Introducing Self-Learning

  1. Enabling FRIDAY to Learn:

    To overcome this limitation, we introduce FRIDAY to a self-learning module that allows it to explore and learn from the openpyxl library, thereby acquiring new tools for Excel file operations.

    Run the self-learning command:

    python course_learning.py --software_name Excel --package_name openpyxl --demo_file_path working_dir/Invoices.xlsx
    

    This command directs FRIDAY to learn how to manipulate Excel files using the openpyxl library. Below is a brief overview of the course_learning.py script’s functionality:

    • Import Statements and Configuration Setup:

    from oscopilot import FridayAgent, FridayExecutor, FridayPlanner, FridayRetriever, SelfLearner, SelfLearning, ToolManager, TextExtractor
    from oscopilot.utils import setup_config
    
    • Initialization and Configuration Extraction:

    The script begins by setting up the configuration and extracting parameters for the software name, package name, and a demo file path.

    args = setup_config()
    software_name = args.software_name
    package_name = args.package_name
    demo_file_path = args.demo_file_path
    
    • FRIDAY Agent and Self-Learning Module Initialization:

    A FRIDAY agent is initialized with components such as the Planner, Retriever, Executor, and Tool Manager. The SelfLearning module is then initialized with the agent, allowing it to engage in self-learning activities.

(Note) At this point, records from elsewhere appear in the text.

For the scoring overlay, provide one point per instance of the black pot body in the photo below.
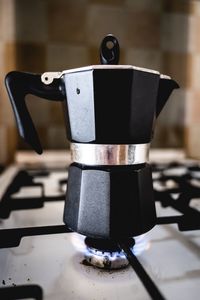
(110, 202)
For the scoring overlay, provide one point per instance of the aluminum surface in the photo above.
(95, 154)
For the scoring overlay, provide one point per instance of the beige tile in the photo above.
(9, 56)
(30, 57)
(62, 56)
(145, 5)
(142, 29)
(108, 2)
(178, 6)
(3, 148)
(194, 41)
(2, 57)
(146, 58)
(66, 20)
(7, 20)
(168, 137)
(178, 66)
(192, 141)
(132, 28)
(175, 33)
(193, 108)
(195, 7)
(31, 21)
(195, 71)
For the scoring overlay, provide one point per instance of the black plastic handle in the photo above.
(109, 50)
(18, 85)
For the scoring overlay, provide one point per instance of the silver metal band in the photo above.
(96, 154)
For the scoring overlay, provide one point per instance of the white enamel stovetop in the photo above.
(171, 257)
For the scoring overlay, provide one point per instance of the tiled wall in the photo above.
(49, 35)
(8, 137)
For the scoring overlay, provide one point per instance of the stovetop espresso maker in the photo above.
(111, 111)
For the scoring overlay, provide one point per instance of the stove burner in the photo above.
(105, 254)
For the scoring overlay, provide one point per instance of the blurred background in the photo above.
(48, 35)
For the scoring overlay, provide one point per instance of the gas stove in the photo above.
(40, 258)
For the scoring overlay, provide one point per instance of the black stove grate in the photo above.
(175, 186)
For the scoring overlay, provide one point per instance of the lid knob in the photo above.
(109, 50)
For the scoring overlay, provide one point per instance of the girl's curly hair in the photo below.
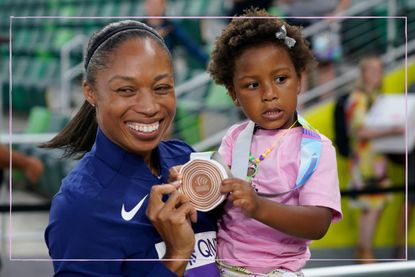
(249, 30)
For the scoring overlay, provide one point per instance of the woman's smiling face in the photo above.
(266, 86)
(134, 95)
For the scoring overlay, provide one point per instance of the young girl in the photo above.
(286, 191)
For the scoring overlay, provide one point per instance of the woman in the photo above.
(111, 209)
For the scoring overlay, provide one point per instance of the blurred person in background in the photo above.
(368, 168)
(318, 8)
(405, 211)
(238, 6)
(172, 33)
(31, 167)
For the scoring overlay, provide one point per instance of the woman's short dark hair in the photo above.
(250, 30)
(79, 134)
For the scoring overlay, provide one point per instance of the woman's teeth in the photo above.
(144, 128)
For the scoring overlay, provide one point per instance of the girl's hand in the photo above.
(242, 195)
(172, 220)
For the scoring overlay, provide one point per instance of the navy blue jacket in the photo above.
(98, 223)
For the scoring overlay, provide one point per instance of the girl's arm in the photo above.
(307, 222)
(365, 133)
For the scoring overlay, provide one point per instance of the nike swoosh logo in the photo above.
(127, 216)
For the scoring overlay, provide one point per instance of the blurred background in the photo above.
(40, 77)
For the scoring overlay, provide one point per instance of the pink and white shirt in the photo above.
(246, 242)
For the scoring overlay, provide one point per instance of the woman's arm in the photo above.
(172, 220)
(307, 222)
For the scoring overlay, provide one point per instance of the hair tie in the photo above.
(282, 34)
(115, 31)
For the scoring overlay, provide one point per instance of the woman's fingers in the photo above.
(174, 173)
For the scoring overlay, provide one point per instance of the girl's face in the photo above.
(134, 95)
(266, 85)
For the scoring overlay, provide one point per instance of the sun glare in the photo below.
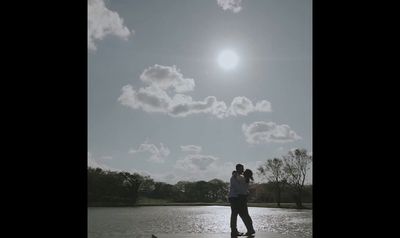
(228, 59)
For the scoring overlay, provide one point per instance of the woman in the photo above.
(245, 182)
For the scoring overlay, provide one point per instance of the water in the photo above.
(143, 221)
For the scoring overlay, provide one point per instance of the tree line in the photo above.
(285, 184)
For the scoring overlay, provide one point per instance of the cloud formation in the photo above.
(162, 81)
(232, 5)
(264, 132)
(93, 163)
(196, 162)
(191, 148)
(102, 22)
(157, 155)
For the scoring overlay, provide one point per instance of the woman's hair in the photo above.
(248, 174)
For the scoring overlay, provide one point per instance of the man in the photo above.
(237, 199)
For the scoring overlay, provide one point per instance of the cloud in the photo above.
(102, 22)
(265, 132)
(157, 155)
(93, 163)
(243, 106)
(162, 80)
(165, 77)
(233, 5)
(196, 162)
(191, 148)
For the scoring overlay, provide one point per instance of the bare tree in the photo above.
(296, 164)
(273, 171)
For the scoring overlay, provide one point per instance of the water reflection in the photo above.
(142, 221)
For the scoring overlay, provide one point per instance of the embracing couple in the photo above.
(238, 193)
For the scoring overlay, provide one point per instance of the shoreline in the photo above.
(306, 206)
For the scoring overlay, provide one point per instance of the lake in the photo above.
(140, 222)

    friday_agent = FridayAgent(FridayPlanner, FridayRetriever, FridayExecutor, ToolManager, config=args)
    self_learning = SelfLearning(friday_agent, SelfLearner, ToolManager, args, TextExtractor)
    
    • Self-Learning Process:

    The SelfLearning module embarks on exploring the openpyxl library, utilizing the provided demo file as a learning resource.

    self_learning.self_learning(software_name, package_name, demo_file_path)
    

Through this exploratory process, FRIDAY can learn various tools such as check_openpyxl_installed, read_excel_contents, filter_product_data, and export_filtered_data, among others.

Note

The tools learned through self-learning have a degree of randomness.

Verifying the Learning Outcome

  1. Re-running the Task:

    After the self-learning process, rerun the initial task to verify the effectiveness of the self-learning module:

    python examples/SheetCopilot/run_sheet_task.py --sheet_task_id 9
    

    This time, FRIDAY will successfully complete the task, demonstrating the acquired ability to manipulate Excel files through the learned tools.

Conclusion

This tutorial showcased the innovative self-learning feature of FRIDAY, which enables it to autonomously expand its toolset and adapt to tasks it was initially unable to perform. By engaging in self-learning with the openpyxl library, FRIDAY demonstrated a significant improvement in handling Excel file operations, affirming the effectiveness and potential of self-learning in AI agents.

This process highlights FRIDAY’s capability to evolve and adapt, making it a powerful tool for automating a wide range of tasks, including complex file manipulations.